6 Mean Group: Robust Estimator for Average Coefficients

Summary and Learning Outcomes

This section introduces a heterogeneity- and dynamics-robust estimator for average coefficients — the mean group estimator.

By the end of this section, you should be able to:

Define the mean group estimator.
Identify the assumptions and data requirements necessary for the MG estimator to be consistent.
Compare the MG estimator with alternative estimation methods (e.g., within estimators and IV techniques) in both static and dynamic settings.

6.1 Mean Group Estimation

The results of the previous section and section 3 leave us with key two questions:

In static models, can we estimate the average effect without imposing restrictions on the relationship between \(\bX_{it}\) and \(\bbeta_i\)?
In dynamic models, can we estimate \(\E[\lambda_i]\) at all?

As it turns out, there is indeed an estimator that is robust both to heterogeneity and dynamics. The mean group (MG) estimator, due to M. H. Pesaran and Smith (1995), permits estimating average coefficients in heterogeneous panels, regardless of the relationship between the coefficients and the covariates. It also does not require strict exogeneity and is compatible with dynamic models.

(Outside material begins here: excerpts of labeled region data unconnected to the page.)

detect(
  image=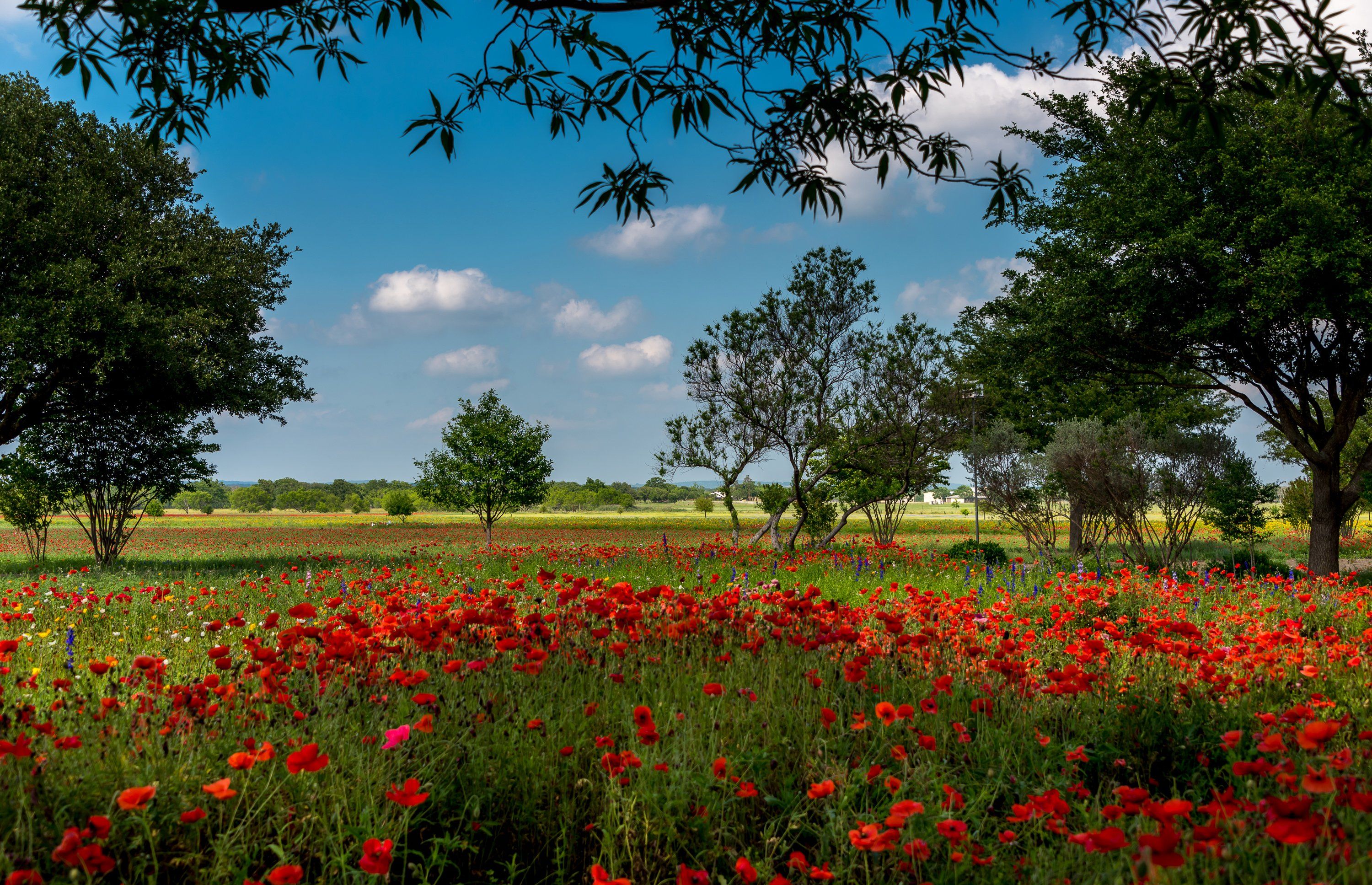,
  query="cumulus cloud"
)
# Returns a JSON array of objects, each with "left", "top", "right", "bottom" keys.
[
  {"left": 896, "top": 258, "right": 1029, "bottom": 317},
  {"left": 466, "top": 377, "right": 510, "bottom": 397},
  {"left": 826, "top": 63, "right": 1096, "bottom": 218},
  {"left": 638, "top": 381, "right": 686, "bottom": 399},
  {"left": 405, "top": 406, "right": 456, "bottom": 431},
  {"left": 424, "top": 344, "right": 497, "bottom": 375},
  {"left": 368, "top": 265, "right": 527, "bottom": 313},
  {"left": 582, "top": 206, "right": 724, "bottom": 261},
  {"left": 553, "top": 298, "right": 642, "bottom": 338},
  {"left": 578, "top": 335, "right": 672, "bottom": 375}
]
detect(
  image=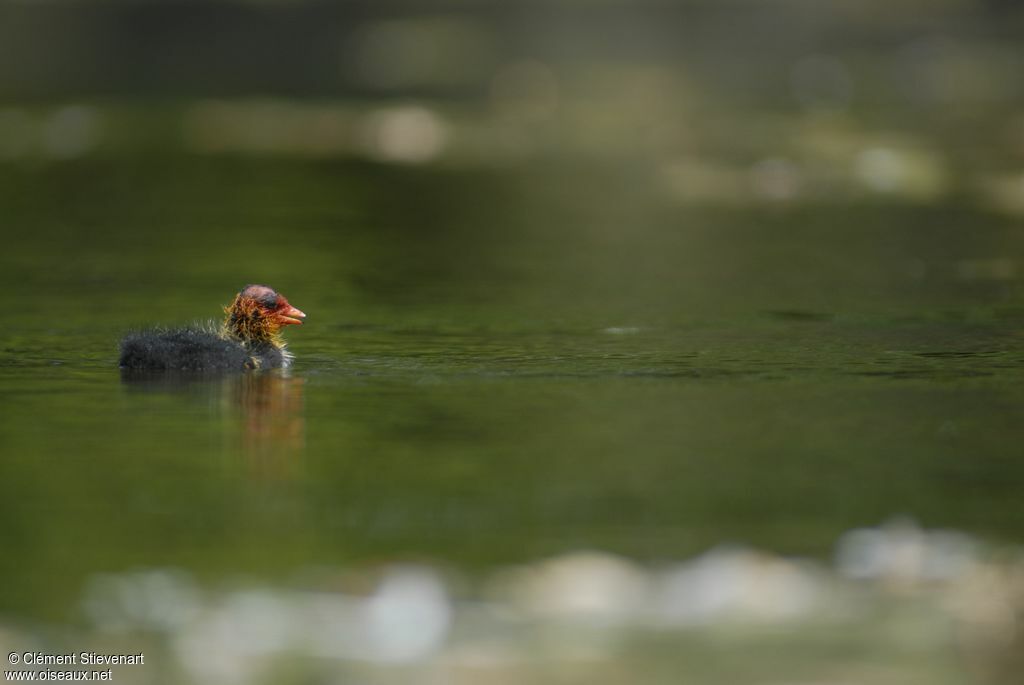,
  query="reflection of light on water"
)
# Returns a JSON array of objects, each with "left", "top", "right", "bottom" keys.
[{"left": 32, "top": 520, "right": 1024, "bottom": 684}]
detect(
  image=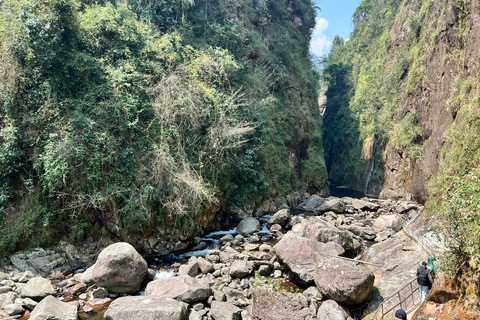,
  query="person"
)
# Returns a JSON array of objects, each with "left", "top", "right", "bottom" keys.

However, this generality comes at a cost: the mean group estimator typically has stricter data requirements compared to non-robust alternatives.

6.1.1 Model

To formally define the mean group estimator, we return to the general model (2.7): \[ \bY_{it}^{\bx} = \bbeta_i'\bx + U_{it}, \] where we label the dimension of the vectors \(\bx\) and \(\bbeta_i\) as \(p\).

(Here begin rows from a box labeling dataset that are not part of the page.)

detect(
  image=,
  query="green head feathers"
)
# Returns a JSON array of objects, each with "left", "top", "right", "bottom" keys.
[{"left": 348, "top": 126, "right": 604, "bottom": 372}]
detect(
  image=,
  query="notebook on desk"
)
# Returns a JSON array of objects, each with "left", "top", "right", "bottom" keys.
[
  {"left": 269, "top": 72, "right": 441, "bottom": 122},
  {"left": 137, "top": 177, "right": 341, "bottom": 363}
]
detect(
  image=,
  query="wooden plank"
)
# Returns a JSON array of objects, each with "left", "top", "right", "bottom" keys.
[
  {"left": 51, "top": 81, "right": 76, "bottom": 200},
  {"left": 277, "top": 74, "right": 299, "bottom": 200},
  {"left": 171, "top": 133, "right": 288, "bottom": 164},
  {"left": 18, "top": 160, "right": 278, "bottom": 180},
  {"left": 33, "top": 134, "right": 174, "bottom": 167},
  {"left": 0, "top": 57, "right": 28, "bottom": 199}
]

For convenience, express the corresponding realized outcome equations in unit-level matrix form by stacking observations across \(t\) for each unit \(i\): \[ \bY_i = \bX_i\bbeta_i + \bU_i, \] where \(\bX_i\) is now a \(T\times p\) matrix of covariates, with \(T\) representing the number of observations for each unit.

In what follows, we assume that the regressors \(\bX_{it}\) are orthogonal to the unobserved component \(U_{it}\): \[ \E[\bX_{it}U_{it}] =0. \tag{6.1}\] This assumption is compatible with both static and dynamic models and is implied by sequential exogeneity.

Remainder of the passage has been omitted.